L’année 2015 s’annonçait pourtant sous de bons auspices : chute spectaculaire des cours du pétrole (-50%) et des matières premières agricoles (-15%), taux d’intérêt à des niveaux historiquement bas, entrée en vigueur du CICE et du pacte de responsabilité (ces derniers visant à retrouver la compétitivité et générer de l’emploi), etc. Du coup, en juillet, les patrons prévoyaient encore d’accroître de 9% leurs investissements. Au final, ces derniers ont finalement terminé l’année… sur un effondrement de 7%. « Une révision de 16 points, c’est du jamais vu », s’emporte l’Ania. Dans cette guerre des prix, l’Ania dénonce aussi le rôle de l’Etat, qui avec sa loi LME de janvier 2009 a introduit la libre négociabilité des prix. « Depuis cette loi, les marges ont chuté de plus de 5 points ».

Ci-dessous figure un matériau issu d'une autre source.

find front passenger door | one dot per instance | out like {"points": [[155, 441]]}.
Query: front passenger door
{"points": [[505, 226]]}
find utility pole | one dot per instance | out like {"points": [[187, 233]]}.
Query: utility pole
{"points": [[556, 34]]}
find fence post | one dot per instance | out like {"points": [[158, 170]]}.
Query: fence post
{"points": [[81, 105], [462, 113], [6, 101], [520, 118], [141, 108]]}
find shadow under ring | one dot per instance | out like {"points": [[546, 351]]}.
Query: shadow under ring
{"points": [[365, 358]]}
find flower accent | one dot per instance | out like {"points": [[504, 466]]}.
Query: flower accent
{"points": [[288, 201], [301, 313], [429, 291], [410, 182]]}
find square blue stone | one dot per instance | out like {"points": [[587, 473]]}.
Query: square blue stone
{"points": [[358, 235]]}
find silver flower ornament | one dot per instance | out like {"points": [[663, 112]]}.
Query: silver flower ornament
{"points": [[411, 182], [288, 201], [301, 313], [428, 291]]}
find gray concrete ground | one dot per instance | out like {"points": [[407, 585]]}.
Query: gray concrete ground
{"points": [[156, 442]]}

L’innovation et l’export en panne
La situation menace directement la compétitivité des IAA françaises, qui exportent 21% de leur production. « La guerre des prix nous maintient dans une position attentiste qui hypothèque notre capacité à maintenir notre rang sur la scène internationale », met en garde Jean-Philippe Girard. La France, 4e exportateur mondial de produits alimentaires, affiche certes une balance commerciale encore positive de 8,1 milliards d’euros, mais cet excédent est principalement du au vin, qui tire les chiffres vers le haut. A l’inverse, certaines catégories sont lourdement déficitaires (produits transformés de fruits et légumes, huiles et graisses végétales, boulangerie-pâtisserie, etc.).
La guerre des prix est d’autant plus inutile et dangereuse qu’elle ne fait que déplacer des parts de marché entre les différents acteurs. La consommation des produits alimentaires a ainsi augmenté deux fois moins vite que la consommation totale (+1,1% vs +1,9%). Ce n’est pas parce que la vinaigrette est deux fois moins cher que l’on va en mettre deux fois plus sur sa salade.
La crise de l’élevage a-t-elle commencé à convaincre les différents acteurs et les consommateurs des conséquences de prix tirés toujours plus vers le bas ? Les enseignes, malgré leurs discours bienveillants de façade, continuent en tous cas à matraquer leurs clients de « prix incroyables » et de « promos révolutionnaires ».